Though solid, the rather simple plot lacks the twists and turns and rich gallery of secondary characters that both The Firm and The Client had. Here Adam is contrasted with McCallister (David Marshall Grant), Mississippi’s ambitious governor, who resurrected Sam’s vicious crimes after two hung juries and finally won a conviction as the state’s D.A. in a successful bid to further his political career. And he’s assisted by Nora Stark (Lela Rochon), the governor’s legal aide, who becomes riskily embroiled in his bold efforts to disclose the truth.
As the days and hours swiftly tick away, Adam uses various legal strategies to win clemency for his grandfather, but each of his desperate battles is lost in the higher courts. Still, secret digging into the commission report confirms that Sam was not alone, and a fierce race begins to unravel the mysterious figure that may have been more directly responsible for the kids’ death. Grisham is obviously intrigued by conspiracies, but here implications about the government involvement in Sam’s repellent crime are left hanging.
Helmer Foley can’t really sustain the momentum of a movie that is more dependent on character than plot, which actually has only two or three revelations, all occurring in the second part of the story. Result is an intermittently engaging movie that has many powerful moments but drags in its mid-section. Still, unlike A Time to Kill, which conveniently avoided a discussion of its most important issue–taking the law into one’s hands–The Chamber is more well-rounded and slightly more substantial than other Grisham outings.
What’s missing in the story department to make it a truly thrilling suspenser is made up for by the intimacy of the interactional scenes and acting.

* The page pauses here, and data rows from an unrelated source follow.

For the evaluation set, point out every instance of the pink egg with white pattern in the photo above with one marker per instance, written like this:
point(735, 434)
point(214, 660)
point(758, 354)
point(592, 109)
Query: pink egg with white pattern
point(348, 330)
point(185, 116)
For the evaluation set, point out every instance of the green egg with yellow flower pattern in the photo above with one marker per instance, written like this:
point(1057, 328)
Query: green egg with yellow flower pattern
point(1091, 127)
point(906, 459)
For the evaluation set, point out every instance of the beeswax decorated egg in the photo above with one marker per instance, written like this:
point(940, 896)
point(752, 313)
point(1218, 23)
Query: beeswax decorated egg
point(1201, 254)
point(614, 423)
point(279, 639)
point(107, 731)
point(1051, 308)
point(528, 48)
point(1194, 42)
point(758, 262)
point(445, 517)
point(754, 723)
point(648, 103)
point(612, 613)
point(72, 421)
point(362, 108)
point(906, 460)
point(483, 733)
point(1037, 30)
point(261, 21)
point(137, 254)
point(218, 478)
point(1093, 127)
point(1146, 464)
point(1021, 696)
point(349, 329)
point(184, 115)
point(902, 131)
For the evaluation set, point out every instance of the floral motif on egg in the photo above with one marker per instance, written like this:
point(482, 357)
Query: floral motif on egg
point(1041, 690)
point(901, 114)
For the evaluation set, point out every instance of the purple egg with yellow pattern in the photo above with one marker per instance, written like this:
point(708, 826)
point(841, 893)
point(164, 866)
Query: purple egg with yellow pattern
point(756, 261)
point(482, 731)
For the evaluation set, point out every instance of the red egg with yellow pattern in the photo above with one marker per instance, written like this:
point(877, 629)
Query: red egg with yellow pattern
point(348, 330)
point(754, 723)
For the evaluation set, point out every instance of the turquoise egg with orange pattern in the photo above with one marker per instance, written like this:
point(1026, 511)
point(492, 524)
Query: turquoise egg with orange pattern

With a nod to Dead Man Walking, pic conveys the gradual repentance of a man who had previously shut off completely his family. Attempt to explain monstrous Sam as a victim of a family with a long KKK history is not exactly convincing, but at least pic doesn’t go for the facile, fake endings of other Grisham movies. Sam’s execution lands the film a downbeat feel, but it’s coherent with the overall tone.
Hackman dominates ever scene he’s in. Shedding 30 pounds, he looks disheveled and rumpled, sporting a credible Southern drawl, all adding to a riveting, highly modulated performance that relies on his noted changeable voice.
Following half a dozen supporting roles, O’Donnell assumes center-stage, rendering a resonant performance that solidly holds the entire narrative together. The sheer thought of Dunaway playing yet another tortured belle might give prospective viewers pause, but the veteran delivers a touching, understated turn that fits in with the other actors; her rapprochement scene with her father, after decades of not seeing each other, is heartbreaking.
Tech credits across the board are fine without calling too much attention to themselves. For the record, with an efficient running time of 111 minutes, The Chamber is the shortest Grisham picture.